The colossus that is Parkway Drive opted to take some major chances while creating their latest, Darker Still, which arrived on September 9, 2022, thanks to Epitaph Records. But did that courage and freedom pay off?
It’s no secret that Australia’s Parkway Drive continues to be at the upper echelon of all things heavy. Formed in 2003, in Byron Bay, Australia, the quintet has built an exemplary name for themselves with albums such as their 2005 debut, Killing with a Smile, 2010’s Deep Blue, and 2012’s Atlas. ARIA nominations and a No. 1 album followed, along with seemingly compulsory line-up changes. However, nothing has managed to dull the group’s dedication to the road, a perseverance that has seen them share stages with everyone from Suicidal Tendencies to Bring Me the Horizon.
And then there was Album #7. Produced by longtime friend and collaborator George Hadji-Christou (Protest the Hero), the 11-song Darker Still is far removed from its predecessor, 2018’s Reverence. According to quotes from the band—Vocalist Winston McCall, Guitarists Jeff Ling and Luke Kilpatrick, Bassist Jia O’Connor, and Drummer Ben Gordon—it is a realization of the sonic dreams that they have hoped to achieve all along. Despite this, or perhaps because of it, the collection is far-removed from any of their previous work, occupying a space that is neither Metalcore nor Deathcore nor any ‘Core.
All bands have to grow, right? There is a point in an artist’s career where more of the same simply means death, figuratively speaking. For Parkway Drive, evolution was always the penultimate goal, so Darker Still embraces the courage to explore new soundscapes, finding freedom in its bold compositions. And Ling and Gordon deliver on the majority of tracks, offering listeners plenty of symphonic feels, shapeshifting guitars, orchestral maneuvers, and so much more. Coupled with McCall’s enthusiasm to travel new vocal pathways, the album should be a home run.
Unfortunately, from the beginning notes of the opener, “Ground Zero,” there is a sense of wrongness. No doubt it was not the quintet’s intention to concoct a song that calls the drunken pirates of Alestorm to mind, but the gang vocals and thick symphonic feel sink into the vast expanse of forgettable material. Sadly, the same can be said for the incendiary attempt “Like Napalm,” whose whirligig guitar work is the clear focus. It fails to strike the intended gut punch, a sentiment that can be attached to most of the record.
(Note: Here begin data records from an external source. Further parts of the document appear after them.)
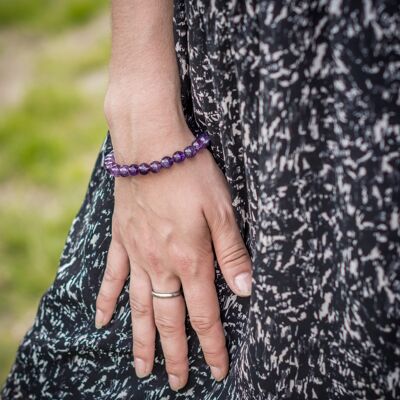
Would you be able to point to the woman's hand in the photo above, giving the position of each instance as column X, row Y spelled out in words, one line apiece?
column 165, row 224
column 163, row 229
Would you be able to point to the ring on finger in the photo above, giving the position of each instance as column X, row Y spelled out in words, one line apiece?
column 166, row 295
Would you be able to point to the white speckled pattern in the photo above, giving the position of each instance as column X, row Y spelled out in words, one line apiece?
column 302, row 103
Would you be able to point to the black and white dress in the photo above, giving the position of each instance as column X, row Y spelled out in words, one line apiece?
column 302, row 103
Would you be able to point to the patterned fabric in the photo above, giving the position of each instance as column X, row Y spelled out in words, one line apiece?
column 301, row 99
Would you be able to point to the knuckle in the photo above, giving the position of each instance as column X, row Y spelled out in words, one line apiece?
column 224, row 217
column 175, row 363
column 103, row 299
column 203, row 324
column 187, row 262
column 234, row 255
column 138, row 308
column 111, row 274
column 214, row 354
column 140, row 346
column 165, row 325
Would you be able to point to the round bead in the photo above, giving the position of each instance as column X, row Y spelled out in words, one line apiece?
column 144, row 168
column 189, row 151
column 196, row 145
column 133, row 169
column 123, row 170
column 178, row 156
column 115, row 171
column 167, row 162
column 204, row 139
column 155, row 166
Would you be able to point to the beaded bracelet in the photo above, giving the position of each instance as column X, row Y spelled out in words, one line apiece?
column 190, row 151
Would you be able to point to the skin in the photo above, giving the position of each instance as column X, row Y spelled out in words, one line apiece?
column 165, row 225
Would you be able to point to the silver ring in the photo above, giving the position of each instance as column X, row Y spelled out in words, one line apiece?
column 169, row 295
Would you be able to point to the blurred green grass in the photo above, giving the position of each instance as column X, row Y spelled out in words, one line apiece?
column 48, row 15
column 49, row 141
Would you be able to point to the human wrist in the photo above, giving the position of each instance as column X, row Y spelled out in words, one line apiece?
column 145, row 128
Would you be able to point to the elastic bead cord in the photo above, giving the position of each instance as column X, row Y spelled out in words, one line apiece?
column 117, row 170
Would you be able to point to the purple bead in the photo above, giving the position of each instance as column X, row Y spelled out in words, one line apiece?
column 189, row 151
column 204, row 139
column 123, row 170
column 178, row 156
column 144, row 168
column 115, row 171
column 167, row 162
column 133, row 169
column 197, row 145
column 155, row 166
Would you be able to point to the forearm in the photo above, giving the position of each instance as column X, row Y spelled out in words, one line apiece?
column 143, row 103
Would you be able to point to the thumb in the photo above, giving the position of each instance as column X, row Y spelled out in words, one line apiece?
column 232, row 255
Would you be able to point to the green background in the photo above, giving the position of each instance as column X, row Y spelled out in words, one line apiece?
column 53, row 77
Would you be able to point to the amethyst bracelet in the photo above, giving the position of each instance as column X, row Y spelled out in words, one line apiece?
column 166, row 162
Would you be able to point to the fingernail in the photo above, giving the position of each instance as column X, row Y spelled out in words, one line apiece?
column 140, row 368
column 243, row 283
column 174, row 382
column 217, row 373
column 99, row 319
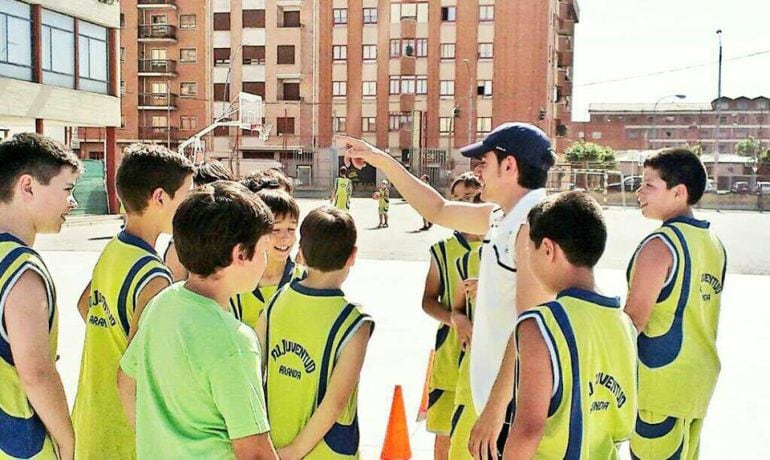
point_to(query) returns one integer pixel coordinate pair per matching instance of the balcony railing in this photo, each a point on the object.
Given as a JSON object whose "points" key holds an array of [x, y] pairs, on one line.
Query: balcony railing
{"points": [[157, 32], [162, 66], [159, 132], [157, 101], [156, 3]]}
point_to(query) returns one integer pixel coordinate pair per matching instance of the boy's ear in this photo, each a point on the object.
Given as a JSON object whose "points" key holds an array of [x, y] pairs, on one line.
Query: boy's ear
{"points": [[352, 258]]}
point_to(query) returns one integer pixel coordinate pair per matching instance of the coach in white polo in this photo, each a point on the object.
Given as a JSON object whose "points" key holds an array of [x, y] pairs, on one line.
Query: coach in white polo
{"points": [[513, 162]]}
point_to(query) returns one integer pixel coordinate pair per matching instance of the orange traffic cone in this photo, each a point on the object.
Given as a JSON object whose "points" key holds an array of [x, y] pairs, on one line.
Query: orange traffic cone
{"points": [[422, 413], [396, 445]]}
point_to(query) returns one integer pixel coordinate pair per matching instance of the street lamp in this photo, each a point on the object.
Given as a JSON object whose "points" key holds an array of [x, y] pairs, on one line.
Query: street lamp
{"points": [[470, 99], [655, 115]]}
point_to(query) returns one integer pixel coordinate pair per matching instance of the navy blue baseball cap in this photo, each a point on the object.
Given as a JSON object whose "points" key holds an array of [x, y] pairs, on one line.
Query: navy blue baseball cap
{"points": [[525, 142]]}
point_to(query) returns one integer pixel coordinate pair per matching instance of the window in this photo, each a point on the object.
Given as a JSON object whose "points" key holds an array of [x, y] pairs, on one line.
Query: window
{"points": [[285, 54], [339, 88], [291, 19], [369, 88], [253, 55], [339, 124], [408, 85], [486, 12], [284, 125], [370, 15], [445, 125], [221, 21], [447, 88], [395, 85], [253, 18], [421, 47], [58, 39], [187, 21], [448, 13], [291, 91], [483, 125], [368, 124], [221, 56], [407, 47], [370, 52], [221, 92], [254, 87], [188, 55], [188, 89], [340, 16], [188, 122], [339, 52], [484, 88], [395, 47], [422, 85], [485, 51], [447, 51]]}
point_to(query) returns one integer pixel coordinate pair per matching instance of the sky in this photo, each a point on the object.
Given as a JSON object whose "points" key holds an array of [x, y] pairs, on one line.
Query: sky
{"points": [[618, 39]]}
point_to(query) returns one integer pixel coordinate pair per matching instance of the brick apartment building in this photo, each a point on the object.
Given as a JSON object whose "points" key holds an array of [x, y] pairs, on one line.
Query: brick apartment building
{"points": [[645, 126], [406, 75]]}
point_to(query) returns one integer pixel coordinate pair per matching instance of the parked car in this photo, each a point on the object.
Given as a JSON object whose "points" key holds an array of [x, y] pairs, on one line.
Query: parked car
{"points": [[762, 188], [630, 184], [740, 187]]}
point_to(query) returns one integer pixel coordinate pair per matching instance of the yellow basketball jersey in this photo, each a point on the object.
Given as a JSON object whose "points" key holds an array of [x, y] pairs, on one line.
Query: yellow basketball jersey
{"points": [[124, 268], [22, 433], [343, 189], [301, 356], [248, 306], [678, 360], [467, 268], [593, 357], [445, 253]]}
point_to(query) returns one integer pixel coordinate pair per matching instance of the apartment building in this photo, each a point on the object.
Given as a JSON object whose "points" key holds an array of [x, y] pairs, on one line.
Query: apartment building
{"points": [[165, 83], [58, 70]]}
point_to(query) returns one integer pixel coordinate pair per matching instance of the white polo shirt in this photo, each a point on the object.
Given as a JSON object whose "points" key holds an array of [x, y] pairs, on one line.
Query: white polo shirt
{"points": [[495, 312]]}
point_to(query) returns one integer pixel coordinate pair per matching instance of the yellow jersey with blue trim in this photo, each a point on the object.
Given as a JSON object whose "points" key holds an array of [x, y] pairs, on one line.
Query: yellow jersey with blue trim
{"points": [[22, 433], [248, 306], [124, 268], [590, 340], [301, 356], [445, 254], [343, 190], [467, 268], [678, 360]]}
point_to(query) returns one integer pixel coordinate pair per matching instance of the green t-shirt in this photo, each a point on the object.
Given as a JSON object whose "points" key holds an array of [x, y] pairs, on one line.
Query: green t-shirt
{"points": [[198, 378]]}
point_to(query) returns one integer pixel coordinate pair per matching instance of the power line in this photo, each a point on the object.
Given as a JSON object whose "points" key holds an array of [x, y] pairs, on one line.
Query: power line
{"points": [[668, 71]]}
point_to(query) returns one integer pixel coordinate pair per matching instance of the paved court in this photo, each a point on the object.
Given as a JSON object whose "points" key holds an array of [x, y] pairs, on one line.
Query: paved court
{"points": [[387, 280]]}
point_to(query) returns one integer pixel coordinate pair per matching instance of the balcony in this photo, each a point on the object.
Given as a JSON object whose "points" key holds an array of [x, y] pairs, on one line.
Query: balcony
{"points": [[157, 33], [157, 68], [157, 4], [161, 101], [565, 27], [159, 133]]}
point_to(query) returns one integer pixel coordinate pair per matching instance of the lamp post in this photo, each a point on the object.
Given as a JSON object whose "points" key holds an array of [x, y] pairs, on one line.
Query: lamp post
{"points": [[470, 100], [655, 115]]}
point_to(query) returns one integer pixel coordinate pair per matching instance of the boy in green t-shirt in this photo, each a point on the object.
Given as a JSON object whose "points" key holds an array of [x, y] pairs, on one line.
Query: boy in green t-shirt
{"points": [[191, 378]]}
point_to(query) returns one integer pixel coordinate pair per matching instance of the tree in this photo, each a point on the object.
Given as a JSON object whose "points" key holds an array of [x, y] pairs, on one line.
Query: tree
{"points": [[582, 152], [748, 148]]}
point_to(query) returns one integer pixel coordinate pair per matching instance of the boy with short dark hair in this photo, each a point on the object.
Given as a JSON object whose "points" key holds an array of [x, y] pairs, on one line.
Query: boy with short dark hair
{"points": [[281, 268], [675, 287], [575, 391], [152, 181], [191, 378], [313, 366], [37, 177]]}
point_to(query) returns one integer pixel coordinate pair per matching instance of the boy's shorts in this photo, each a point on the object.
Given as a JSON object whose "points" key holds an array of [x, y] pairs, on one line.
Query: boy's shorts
{"points": [[463, 419], [659, 436], [441, 404]]}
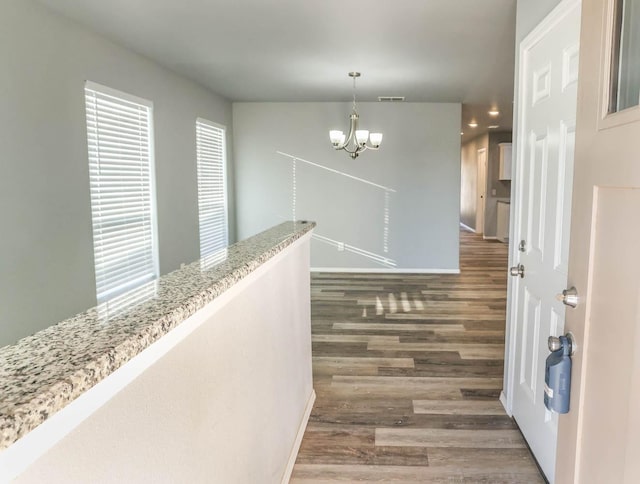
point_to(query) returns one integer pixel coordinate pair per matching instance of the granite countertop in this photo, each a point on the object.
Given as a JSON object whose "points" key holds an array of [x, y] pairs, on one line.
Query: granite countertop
{"points": [[41, 374]]}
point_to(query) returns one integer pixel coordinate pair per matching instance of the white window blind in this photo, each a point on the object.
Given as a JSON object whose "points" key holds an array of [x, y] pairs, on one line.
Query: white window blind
{"points": [[212, 198], [119, 132]]}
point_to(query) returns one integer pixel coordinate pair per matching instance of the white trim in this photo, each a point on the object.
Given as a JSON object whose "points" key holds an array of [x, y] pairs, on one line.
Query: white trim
{"points": [[109, 91], [503, 401], [384, 271], [362, 180], [212, 124], [15, 459], [465, 226], [296, 445], [564, 8]]}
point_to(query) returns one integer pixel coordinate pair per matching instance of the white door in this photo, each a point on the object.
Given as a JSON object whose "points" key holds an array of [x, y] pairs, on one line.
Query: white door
{"points": [[546, 137], [599, 439], [482, 189]]}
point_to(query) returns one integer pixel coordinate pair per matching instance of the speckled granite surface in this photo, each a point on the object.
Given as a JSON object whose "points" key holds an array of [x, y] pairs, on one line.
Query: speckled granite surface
{"points": [[42, 373]]}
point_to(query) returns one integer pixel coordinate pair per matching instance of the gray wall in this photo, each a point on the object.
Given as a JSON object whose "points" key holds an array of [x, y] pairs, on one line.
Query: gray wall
{"points": [[419, 157], [529, 13], [46, 251]]}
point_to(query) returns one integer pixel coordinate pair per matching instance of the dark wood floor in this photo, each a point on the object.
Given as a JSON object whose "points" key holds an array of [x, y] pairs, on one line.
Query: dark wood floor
{"points": [[408, 371]]}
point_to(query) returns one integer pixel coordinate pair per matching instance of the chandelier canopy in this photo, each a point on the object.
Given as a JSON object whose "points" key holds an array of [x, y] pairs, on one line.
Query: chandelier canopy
{"points": [[358, 140]]}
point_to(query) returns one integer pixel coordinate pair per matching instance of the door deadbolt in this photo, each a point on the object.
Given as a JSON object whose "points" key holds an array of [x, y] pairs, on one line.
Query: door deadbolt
{"points": [[569, 297], [517, 271]]}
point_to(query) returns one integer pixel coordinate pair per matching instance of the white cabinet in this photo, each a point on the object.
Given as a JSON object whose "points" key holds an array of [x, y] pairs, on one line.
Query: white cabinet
{"points": [[505, 161], [502, 231]]}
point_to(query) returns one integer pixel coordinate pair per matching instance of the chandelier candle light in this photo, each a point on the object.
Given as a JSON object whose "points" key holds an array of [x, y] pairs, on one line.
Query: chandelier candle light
{"points": [[356, 141]]}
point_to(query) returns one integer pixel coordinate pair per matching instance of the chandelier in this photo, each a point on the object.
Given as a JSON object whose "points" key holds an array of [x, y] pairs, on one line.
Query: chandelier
{"points": [[357, 140]]}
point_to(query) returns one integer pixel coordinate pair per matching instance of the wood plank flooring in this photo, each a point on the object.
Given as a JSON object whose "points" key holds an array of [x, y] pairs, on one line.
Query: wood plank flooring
{"points": [[408, 371]]}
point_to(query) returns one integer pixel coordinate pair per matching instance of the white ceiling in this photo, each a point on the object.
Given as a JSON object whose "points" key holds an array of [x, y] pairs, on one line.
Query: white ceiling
{"points": [[301, 50]]}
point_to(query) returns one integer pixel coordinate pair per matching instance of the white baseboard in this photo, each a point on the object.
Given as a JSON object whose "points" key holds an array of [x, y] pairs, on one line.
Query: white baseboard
{"points": [[503, 401], [296, 445], [466, 227], [384, 271]]}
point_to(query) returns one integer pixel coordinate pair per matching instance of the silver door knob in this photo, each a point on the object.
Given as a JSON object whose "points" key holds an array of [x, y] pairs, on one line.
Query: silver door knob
{"points": [[569, 297], [517, 270]]}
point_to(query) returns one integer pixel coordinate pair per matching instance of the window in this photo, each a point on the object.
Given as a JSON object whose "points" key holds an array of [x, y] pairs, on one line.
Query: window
{"points": [[625, 68], [119, 128], [212, 197]]}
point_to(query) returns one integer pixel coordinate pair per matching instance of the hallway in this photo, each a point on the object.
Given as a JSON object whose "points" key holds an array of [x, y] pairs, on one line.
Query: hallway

Sure, “Glitch” has its moments, and “The Greatest Fear” hits on something bizarrely intriguing with its folk storytelling elements, but it is a peculiar shift for the Aussies that is never fully developed beyond this one song. So, abandoned before it can hope to succeed, they detour into the nearly seven-minute-long titular offering, “Darker Still,” calling to mind the tempo of Metallica’s “Nothing Else Matters” matched with the flamboyancy of Axl Rose on “November Rain.” Does it have the potential to go down in history as the band’s magnum opus? If the need to visualize McCall and his bandmates performing the song alongside an orchestra at Royal Albert Hall is any indication, then it just might echo the commercial successes of its forebears.
But this in no way makes Darker Still the band’s best album to date. In fact, one listen to the cringe-worthy “From the Heart of the Darkness” can singularly shatter that hope. And while catchy, “Imperial Heretic” feels like a leftover Avenged Sevenfold composition, thick on guitar mastery and lacking in substance. Meanwhile, the oddly syncopated vocal approach of “If A God Can Bleed” might have worked for Mike Patton because he’s, well, Mike Patton, but it’s nowhere near as successful for Parkway Drive and their wah pedals.
Forget “Soul Bleach” or the white noise interlude “Stranger,” and hone in on what could have been—we see hints of this in “Land of the Lost.” Building upon the quintet’s established sound and experimenting outside the boundaries of Metal, it provides an anthemic sing-along that refuses to forget its roots. This is not to suggest that Darker Still is a slap-in-the-face to longtime fans, rather, it’s a testament to the Aussie’s bravery in going their own route and recording the record they felt in their hearts.
No matter how you slice it, Parkway Drive is an exceptional band. Though Darker Still fails to live up to the momentum built on the powerful shoulders of 2015’s Ire and 2018’s Reverence, it proves that these Australians are hellbent on making each recording experience unique. Yes, these 11 songs take a sharp left turn that seems manufactured to titillate Active Rock radio, but if that’s what Parkway Drive is feeling at the moment, then who are we to say that it’s an inferior product? Still riding the fence, but with great reverence for these Aussies, Cryptic Rock gives Parkway Drive’s latest 3 out of 5 stars.